Highlife is originally a Ghanian style of music that rose to prominence in the early 20th century by using the rhythms, melodies and sensibility of traditional Akan music played on popular western instruments.
Olaiya is often credited with contributing to the structure of Nigeria’s music industry, having become one of the country's first widely successful artists during the 1960s within the genre.
As a boy, Olaiaya learned how to play the French Horn and Bombardon, which eventually lead to his exploration of various other instruments including the trumpet and the saxophone. After rejecting the chance to pursue an education in Civil Engineering at Howard University, Olaiya went the route of music and played alongside the Sammy Akpabot Band while also leading the Old Lagos City Orchestra with his trumpet. In 1954, he broke away from the Bobby Benson Jam Orchestra in order to start his own troupe called the Cool Cats, which was later renamed as the All-Star.

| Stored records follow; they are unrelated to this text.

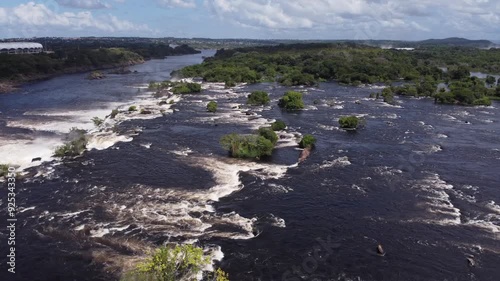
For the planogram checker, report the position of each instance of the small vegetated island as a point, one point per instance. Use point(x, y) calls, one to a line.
point(420, 70)
point(71, 57)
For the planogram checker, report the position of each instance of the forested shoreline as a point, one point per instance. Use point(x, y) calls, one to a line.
point(421, 70)
point(66, 59)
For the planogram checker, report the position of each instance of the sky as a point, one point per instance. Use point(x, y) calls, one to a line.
point(258, 19)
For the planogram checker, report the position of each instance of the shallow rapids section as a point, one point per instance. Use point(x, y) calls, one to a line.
point(418, 179)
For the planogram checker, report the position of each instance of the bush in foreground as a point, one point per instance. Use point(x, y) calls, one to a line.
point(278, 125)
point(291, 101)
point(258, 98)
point(348, 122)
point(212, 106)
point(269, 134)
point(247, 146)
point(308, 141)
point(97, 121)
point(75, 146)
point(182, 262)
point(4, 170)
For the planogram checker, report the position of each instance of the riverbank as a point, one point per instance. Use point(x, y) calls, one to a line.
point(7, 86)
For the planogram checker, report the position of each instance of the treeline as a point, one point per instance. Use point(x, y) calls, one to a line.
point(421, 71)
point(307, 64)
point(21, 67)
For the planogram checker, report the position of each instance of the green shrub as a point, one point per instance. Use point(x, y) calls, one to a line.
point(258, 98)
point(182, 262)
point(113, 114)
point(291, 101)
point(97, 121)
point(269, 134)
point(4, 170)
point(247, 146)
point(229, 84)
point(482, 101)
point(348, 122)
point(75, 146)
point(308, 141)
point(186, 88)
point(278, 125)
point(220, 275)
point(212, 106)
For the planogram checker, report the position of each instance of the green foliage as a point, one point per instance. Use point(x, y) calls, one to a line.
point(247, 146)
point(97, 121)
point(75, 146)
point(220, 275)
point(269, 134)
point(4, 170)
point(186, 88)
point(20, 67)
point(490, 80)
point(308, 141)
point(349, 122)
point(229, 84)
point(278, 125)
point(469, 91)
point(460, 72)
point(182, 262)
point(291, 101)
point(113, 114)
point(212, 106)
point(258, 98)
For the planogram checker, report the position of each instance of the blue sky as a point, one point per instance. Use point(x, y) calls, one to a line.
point(262, 19)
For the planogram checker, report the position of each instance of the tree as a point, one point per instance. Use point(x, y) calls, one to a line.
point(460, 72)
point(212, 106)
point(258, 98)
point(247, 146)
point(171, 264)
point(291, 101)
point(348, 122)
point(269, 134)
point(278, 125)
point(308, 141)
point(490, 80)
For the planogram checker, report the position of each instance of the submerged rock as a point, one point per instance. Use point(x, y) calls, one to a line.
point(380, 250)
point(304, 154)
point(36, 159)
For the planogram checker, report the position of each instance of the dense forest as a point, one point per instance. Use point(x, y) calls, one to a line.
point(75, 56)
point(421, 70)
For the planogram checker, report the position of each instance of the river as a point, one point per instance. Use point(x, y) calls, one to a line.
point(421, 179)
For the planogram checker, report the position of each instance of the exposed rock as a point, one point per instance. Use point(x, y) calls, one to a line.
point(304, 154)
point(36, 159)
point(121, 70)
point(471, 261)
point(96, 75)
point(380, 250)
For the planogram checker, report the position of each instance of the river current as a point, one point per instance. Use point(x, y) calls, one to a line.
point(420, 178)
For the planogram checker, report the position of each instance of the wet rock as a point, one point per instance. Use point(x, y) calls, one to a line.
point(304, 154)
point(380, 250)
point(470, 261)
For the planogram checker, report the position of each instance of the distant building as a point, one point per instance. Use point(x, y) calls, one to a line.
point(20, 48)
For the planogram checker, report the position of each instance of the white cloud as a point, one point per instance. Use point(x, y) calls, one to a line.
point(31, 19)
point(84, 4)
point(177, 3)
point(362, 19)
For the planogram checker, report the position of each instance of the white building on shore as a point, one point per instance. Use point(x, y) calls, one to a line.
point(20, 48)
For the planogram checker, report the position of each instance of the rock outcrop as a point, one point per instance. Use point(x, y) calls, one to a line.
point(304, 154)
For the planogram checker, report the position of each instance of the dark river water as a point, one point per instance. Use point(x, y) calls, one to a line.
point(420, 179)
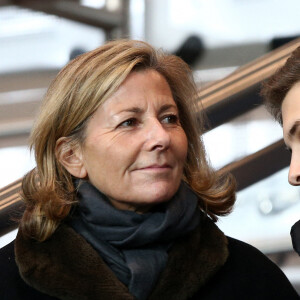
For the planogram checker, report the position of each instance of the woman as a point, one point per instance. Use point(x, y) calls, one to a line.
point(281, 93)
point(122, 202)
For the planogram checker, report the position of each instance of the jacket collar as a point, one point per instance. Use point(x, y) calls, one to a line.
point(56, 267)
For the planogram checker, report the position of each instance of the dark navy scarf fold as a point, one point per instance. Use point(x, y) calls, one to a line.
point(134, 245)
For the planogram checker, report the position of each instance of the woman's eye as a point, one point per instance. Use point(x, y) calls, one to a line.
point(170, 119)
point(129, 123)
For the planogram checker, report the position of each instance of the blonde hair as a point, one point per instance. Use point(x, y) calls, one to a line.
point(72, 98)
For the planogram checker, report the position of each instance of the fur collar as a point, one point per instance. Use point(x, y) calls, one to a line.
point(56, 266)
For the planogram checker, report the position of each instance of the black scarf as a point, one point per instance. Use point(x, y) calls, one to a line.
point(134, 245)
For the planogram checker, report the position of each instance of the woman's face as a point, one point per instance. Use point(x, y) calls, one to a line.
point(135, 147)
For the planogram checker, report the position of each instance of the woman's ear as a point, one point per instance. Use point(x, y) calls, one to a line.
point(71, 157)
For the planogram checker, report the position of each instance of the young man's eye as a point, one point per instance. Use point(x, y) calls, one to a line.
point(129, 123)
point(170, 119)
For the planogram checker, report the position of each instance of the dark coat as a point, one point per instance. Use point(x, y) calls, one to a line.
point(203, 265)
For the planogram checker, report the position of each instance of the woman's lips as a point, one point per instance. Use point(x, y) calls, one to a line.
point(155, 168)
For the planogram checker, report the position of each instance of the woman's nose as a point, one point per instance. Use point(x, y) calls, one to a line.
point(294, 172)
point(158, 137)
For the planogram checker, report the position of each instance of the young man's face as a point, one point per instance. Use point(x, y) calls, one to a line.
point(291, 130)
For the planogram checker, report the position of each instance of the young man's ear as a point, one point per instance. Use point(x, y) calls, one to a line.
point(70, 156)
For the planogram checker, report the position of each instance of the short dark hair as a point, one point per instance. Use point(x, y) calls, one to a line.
point(275, 88)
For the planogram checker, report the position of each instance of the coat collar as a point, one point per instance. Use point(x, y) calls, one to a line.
point(56, 266)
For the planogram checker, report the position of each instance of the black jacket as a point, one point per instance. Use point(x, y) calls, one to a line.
point(203, 265)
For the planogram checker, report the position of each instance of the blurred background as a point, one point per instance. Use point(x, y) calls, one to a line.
point(217, 38)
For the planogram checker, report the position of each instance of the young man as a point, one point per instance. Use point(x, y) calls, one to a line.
point(281, 93)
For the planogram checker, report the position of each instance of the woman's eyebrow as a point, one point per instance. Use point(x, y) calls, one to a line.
point(133, 109)
point(166, 107)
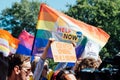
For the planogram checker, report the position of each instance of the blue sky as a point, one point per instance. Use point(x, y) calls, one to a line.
point(56, 4)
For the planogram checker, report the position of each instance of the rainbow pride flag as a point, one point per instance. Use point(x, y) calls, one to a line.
point(54, 24)
point(25, 44)
point(8, 44)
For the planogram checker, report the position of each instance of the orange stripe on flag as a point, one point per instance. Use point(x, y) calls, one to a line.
point(47, 14)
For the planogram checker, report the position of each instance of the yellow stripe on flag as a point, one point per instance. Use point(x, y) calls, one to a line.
point(45, 25)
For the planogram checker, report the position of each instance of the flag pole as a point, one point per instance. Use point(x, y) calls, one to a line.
point(35, 35)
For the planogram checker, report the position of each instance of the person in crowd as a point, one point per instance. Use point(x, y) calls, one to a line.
point(63, 74)
point(41, 67)
point(86, 63)
point(19, 67)
point(3, 66)
point(45, 70)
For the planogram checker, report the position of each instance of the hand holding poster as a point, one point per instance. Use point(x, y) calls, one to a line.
point(63, 52)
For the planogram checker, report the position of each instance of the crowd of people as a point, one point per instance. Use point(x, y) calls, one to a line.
point(20, 67)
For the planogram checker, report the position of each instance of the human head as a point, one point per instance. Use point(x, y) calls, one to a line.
point(19, 67)
point(3, 67)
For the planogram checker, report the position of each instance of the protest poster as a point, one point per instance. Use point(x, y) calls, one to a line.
point(63, 52)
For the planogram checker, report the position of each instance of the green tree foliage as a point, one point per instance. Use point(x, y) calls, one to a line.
point(100, 13)
point(20, 16)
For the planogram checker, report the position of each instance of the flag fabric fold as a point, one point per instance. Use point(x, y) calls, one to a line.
point(26, 43)
point(8, 44)
point(54, 24)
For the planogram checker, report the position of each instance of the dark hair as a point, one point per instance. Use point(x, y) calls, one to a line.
point(16, 59)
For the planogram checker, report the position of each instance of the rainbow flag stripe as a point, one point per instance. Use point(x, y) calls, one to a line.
point(8, 44)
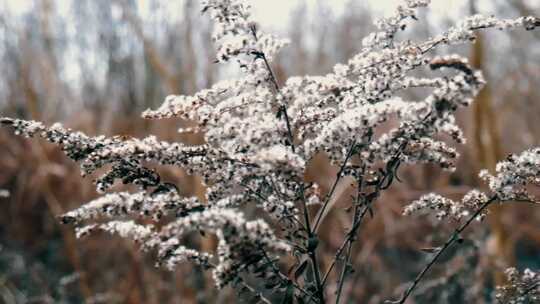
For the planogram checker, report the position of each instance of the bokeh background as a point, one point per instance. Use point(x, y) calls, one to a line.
point(94, 65)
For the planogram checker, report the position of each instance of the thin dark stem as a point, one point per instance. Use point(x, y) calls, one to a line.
point(312, 251)
point(453, 238)
point(283, 108)
point(334, 186)
point(281, 276)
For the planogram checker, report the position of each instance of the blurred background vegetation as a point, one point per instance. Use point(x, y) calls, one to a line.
point(96, 64)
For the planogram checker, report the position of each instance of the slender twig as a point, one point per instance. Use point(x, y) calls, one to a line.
point(283, 108)
point(334, 186)
point(312, 250)
point(281, 276)
point(453, 238)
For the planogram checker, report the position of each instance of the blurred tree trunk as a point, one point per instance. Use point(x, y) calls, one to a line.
point(488, 152)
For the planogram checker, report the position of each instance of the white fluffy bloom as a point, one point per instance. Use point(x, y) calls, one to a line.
point(259, 136)
point(513, 175)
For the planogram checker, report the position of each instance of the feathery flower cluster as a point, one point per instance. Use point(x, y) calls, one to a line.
point(513, 175)
point(522, 288)
point(259, 136)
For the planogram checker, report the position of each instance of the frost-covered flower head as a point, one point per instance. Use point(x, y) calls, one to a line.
point(260, 133)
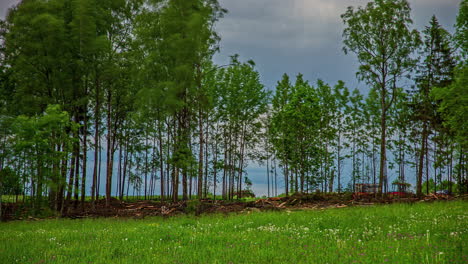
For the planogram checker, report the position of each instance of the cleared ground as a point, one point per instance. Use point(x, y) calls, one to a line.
point(398, 233)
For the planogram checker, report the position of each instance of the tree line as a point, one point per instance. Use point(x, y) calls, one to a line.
point(127, 91)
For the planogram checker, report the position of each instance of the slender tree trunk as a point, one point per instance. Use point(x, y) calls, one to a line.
point(110, 157)
point(94, 186)
point(421, 160)
point(85, 159)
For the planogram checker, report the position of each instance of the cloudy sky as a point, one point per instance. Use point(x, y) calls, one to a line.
point(292, 36)
point(299, 35)
point(304, 35)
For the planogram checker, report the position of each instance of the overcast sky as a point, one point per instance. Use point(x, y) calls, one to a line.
point(295, 36)
point(292, 36)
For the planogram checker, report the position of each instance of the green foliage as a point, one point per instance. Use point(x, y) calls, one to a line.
point(393, 233)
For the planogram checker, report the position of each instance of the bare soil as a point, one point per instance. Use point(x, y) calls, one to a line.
point(141, 209)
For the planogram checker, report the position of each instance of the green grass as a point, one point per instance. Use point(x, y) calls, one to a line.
point(419, 233)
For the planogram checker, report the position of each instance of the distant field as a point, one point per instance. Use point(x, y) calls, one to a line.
point(419, 233)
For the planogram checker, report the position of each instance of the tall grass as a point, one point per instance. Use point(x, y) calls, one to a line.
point(399, 233)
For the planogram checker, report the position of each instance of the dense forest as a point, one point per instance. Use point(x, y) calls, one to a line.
point(127, 91)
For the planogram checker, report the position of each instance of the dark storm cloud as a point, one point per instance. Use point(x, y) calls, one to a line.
point(304, 35)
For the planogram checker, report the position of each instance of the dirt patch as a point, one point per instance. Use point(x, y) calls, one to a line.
point(141, 209)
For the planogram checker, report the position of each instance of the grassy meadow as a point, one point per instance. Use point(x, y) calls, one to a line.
point(399, 233)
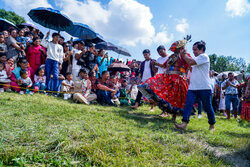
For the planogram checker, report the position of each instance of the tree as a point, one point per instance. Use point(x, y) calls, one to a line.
point(226, 63)
point(11, 16)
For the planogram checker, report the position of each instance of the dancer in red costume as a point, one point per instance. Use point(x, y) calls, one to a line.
point(169, 89)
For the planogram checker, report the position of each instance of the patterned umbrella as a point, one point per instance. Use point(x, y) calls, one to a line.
point(6, 24)
point(118, 67)
point(51, 18)
point(31, 27)
point(96, 40)
point(82, 31)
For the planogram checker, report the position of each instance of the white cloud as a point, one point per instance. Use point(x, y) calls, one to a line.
point(163, 37)
point(23, 7)
point(126, 21)
point(182, 26)
point(237, 7)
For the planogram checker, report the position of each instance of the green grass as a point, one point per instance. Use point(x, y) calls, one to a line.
point(42, 130)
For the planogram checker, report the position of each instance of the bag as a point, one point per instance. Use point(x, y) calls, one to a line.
point(245, 111)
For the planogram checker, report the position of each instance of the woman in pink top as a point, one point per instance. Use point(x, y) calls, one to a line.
point(36, 54)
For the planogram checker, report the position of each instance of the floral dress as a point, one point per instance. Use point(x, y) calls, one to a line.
point(168, 90)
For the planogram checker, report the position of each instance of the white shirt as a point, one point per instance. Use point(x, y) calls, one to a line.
point(161, 60)
point(54, 51)
point(3, 74)
point(200, 79)
point(74, 61)
point(212, 82)
point(146, 72)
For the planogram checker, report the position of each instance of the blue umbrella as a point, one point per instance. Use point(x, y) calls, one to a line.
point(106, 46)
point(82, 31)
point(51, 18)
point(30, 26)
point(96, 40)
point(122, 51)
point(6, 24)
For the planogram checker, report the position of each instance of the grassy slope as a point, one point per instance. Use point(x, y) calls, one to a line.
point(38, 130)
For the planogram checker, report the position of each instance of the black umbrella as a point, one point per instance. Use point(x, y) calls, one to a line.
point(51, 18)
point(6, 24)
point(106, 46)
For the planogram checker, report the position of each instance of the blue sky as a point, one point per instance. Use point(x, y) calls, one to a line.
point(224, 25)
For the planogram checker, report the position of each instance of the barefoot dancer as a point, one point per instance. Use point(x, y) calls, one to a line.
point(199, 84)
point(169, 89)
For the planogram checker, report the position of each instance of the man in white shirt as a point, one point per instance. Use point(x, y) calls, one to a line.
point(162, 52)
point(147, 71)
point(200, 85)
point(54, 60)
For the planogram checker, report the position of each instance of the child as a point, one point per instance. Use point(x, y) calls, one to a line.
point(3, 77)
point(25, 82)
point(67, 85)
point(40, 80)
point(11, 63)
point(124, 98)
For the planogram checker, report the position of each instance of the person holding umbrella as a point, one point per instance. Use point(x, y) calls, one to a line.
point(14, 49)
point(102, 61)
point(54, 60)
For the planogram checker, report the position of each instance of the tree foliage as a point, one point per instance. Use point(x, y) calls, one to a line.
point(11, 16)
point(226, 63)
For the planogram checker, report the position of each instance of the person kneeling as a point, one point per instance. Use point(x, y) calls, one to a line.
point(105, 93)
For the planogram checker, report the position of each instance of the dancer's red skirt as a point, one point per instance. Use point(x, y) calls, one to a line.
point(170, 87)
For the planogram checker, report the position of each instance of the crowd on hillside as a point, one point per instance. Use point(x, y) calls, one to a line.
point(29, 64)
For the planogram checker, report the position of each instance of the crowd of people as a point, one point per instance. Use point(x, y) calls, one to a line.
point(176, 83)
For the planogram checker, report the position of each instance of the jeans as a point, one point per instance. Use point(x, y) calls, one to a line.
point(205, 96)
point(240, 107)
point(138, 97)
point(40, 85)
point(198, 100)
point(104, 97)
point(52, 67)
point(232, 99)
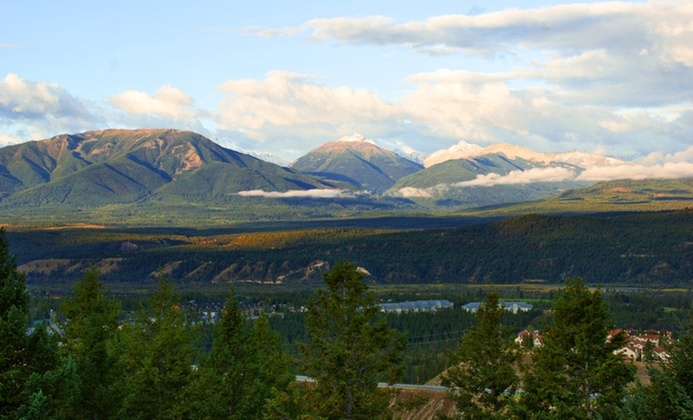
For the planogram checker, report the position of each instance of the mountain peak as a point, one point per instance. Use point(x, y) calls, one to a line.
point(356, 138)
point(358, 162)
point(461, 150)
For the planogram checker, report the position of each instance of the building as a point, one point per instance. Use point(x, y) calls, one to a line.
point(513, 307)
point(415, 306)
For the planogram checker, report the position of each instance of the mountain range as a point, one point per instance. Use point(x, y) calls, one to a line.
point(137, 169)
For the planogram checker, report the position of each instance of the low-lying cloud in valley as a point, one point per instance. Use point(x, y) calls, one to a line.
point(297, 193)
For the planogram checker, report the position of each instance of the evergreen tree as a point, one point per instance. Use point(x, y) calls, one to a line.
point(349, 351)
point(92, 323)
point(24, 358)
point(668, 396)
point(575, 373)
point(158, 356)
point(680, 363)
point(14, 307)
point(482, 376)
point(244, 370)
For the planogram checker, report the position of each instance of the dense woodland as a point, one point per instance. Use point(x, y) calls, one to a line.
point(650, 250)
point(158, 361)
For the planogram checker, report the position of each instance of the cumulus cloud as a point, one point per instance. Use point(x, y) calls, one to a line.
point(46, 108)
point(520, 177)
point(316, 193)
point(22, 99)
point(411, 192)
point(167, 101)
point(603, 75)
point(659, 157)
point(286, 99)
point(618, 26)
point(356, 137)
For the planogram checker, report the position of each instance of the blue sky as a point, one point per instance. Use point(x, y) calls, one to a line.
point(284, 77)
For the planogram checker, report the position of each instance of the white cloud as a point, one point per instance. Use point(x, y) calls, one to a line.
point(659, 157)
point(671, 170)
point(656, 27)
point(520, 177)
point(316, 193)
point(167, 101)
point(356, 137)
point(603, 75)
point(22, 99)
point(286, 99)
point(43, 109)
point(411, 192)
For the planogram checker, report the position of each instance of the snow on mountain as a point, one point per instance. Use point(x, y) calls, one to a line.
point(584, 159)
point(411, 154)
point(461, 150)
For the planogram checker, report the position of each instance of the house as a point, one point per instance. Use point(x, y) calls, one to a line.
point(513, 307)
point(636, 344)
point(416, 306)
point(523, 335)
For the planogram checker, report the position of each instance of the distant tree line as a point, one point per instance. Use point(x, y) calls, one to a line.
point(648, 250)
point(97, 365)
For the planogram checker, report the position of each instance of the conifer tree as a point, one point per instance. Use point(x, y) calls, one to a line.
point(14, 307)
point(575, 372)
point(669, 394)
point(244, 370)
point(158, 356)
point(680, 363)
point(24, 358)
point(89, 337)
point(349, 351)
point(482, 376)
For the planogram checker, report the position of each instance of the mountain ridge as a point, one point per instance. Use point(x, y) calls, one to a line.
point(362, 163)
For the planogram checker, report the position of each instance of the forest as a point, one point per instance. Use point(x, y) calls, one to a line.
point(98, 356)
point(645, 250)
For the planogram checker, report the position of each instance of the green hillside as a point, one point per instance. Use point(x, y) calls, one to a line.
point(123, 166)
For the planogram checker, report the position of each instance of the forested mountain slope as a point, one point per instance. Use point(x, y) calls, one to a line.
point(652, 249)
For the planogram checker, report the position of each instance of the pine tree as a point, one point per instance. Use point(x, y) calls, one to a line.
point(14, 307)
point(483, 377)
point(158, 357)
point(349, 351)
point(575, 372)
point(680, 363)
point(244, 370)
point(89, 336)
point(669, 393)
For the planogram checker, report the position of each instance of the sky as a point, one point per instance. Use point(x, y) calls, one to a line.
point(614, 78)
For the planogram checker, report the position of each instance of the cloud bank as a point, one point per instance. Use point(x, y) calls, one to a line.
point(317, 193)
point(167, 101)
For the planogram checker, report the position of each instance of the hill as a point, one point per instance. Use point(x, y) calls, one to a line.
point(445, 184)
point(650, 250)
point(120, 166)
point(360, 163)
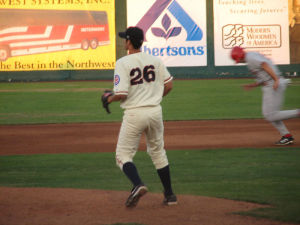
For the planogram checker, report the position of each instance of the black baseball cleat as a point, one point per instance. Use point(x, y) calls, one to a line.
point(136, 193)
point(285, 141)
point(170, 199)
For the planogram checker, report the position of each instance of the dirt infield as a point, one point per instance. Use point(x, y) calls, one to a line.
point(44, 206)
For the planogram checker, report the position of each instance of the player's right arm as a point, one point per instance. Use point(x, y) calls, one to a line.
point(120, 83)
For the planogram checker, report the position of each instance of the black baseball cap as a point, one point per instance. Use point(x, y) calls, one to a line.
point(135, 35)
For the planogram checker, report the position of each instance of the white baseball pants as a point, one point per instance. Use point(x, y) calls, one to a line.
point(135, 122)
point(271, 106)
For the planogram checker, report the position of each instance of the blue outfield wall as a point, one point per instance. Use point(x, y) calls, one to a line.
point(209, 71)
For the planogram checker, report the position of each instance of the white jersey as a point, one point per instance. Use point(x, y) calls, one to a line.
point(141, 77)
point(254, 61)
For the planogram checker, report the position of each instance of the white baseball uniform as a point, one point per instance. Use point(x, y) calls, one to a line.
point(141, 77)
point(272, 99)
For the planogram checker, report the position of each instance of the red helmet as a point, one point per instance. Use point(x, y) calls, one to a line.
point(237, 54)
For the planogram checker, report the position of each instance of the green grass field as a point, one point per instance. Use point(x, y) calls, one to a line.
point(66, 102)
point(268, 176)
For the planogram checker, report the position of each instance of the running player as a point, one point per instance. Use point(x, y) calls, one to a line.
point(274, 86)
point(140, 82)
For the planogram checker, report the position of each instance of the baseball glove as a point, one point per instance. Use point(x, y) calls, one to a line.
point(104, 99)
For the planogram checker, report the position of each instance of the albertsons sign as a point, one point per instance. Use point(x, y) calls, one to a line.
point(175, 30)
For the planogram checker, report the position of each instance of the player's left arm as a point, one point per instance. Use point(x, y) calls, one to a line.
point(116, 98)
point(168, 87)
point(265, 66)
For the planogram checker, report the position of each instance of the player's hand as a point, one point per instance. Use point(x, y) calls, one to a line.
point(276, 84)
point(104, 99)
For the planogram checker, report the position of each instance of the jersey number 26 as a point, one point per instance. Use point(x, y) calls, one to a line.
point(138, 76)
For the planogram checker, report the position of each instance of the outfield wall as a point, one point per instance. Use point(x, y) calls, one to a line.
point(208, 71)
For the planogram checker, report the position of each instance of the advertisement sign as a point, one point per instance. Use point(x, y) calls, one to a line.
point(256, 25)
point(175, 30)
point(57, 35)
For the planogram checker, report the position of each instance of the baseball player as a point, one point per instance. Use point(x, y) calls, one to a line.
point(273, 87)
point(140, 82)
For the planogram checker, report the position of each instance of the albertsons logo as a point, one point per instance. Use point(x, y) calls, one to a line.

Throughout the '60s his discography grew tremendously as the artist began to explore his own musicality, much of his material having been reissued for his fans for years to come. Throughout his career, the "Taxi Driver" and "Baby Mi Da (Baby Jowo)" singer performed alongside Louis Armstrong, performed for Queen Elizabeth II at a Lagos state ball, and he even once served as the President of the Nigerian Union of Musicians.
Olaiya's life and work are still prominently celebrated by Nigerian music fans and beyond. His legacy of excellence in music and worldwide impact through instrumentation will live imminently.
Details regarding a memorial service for Olaiya have yet to be announced.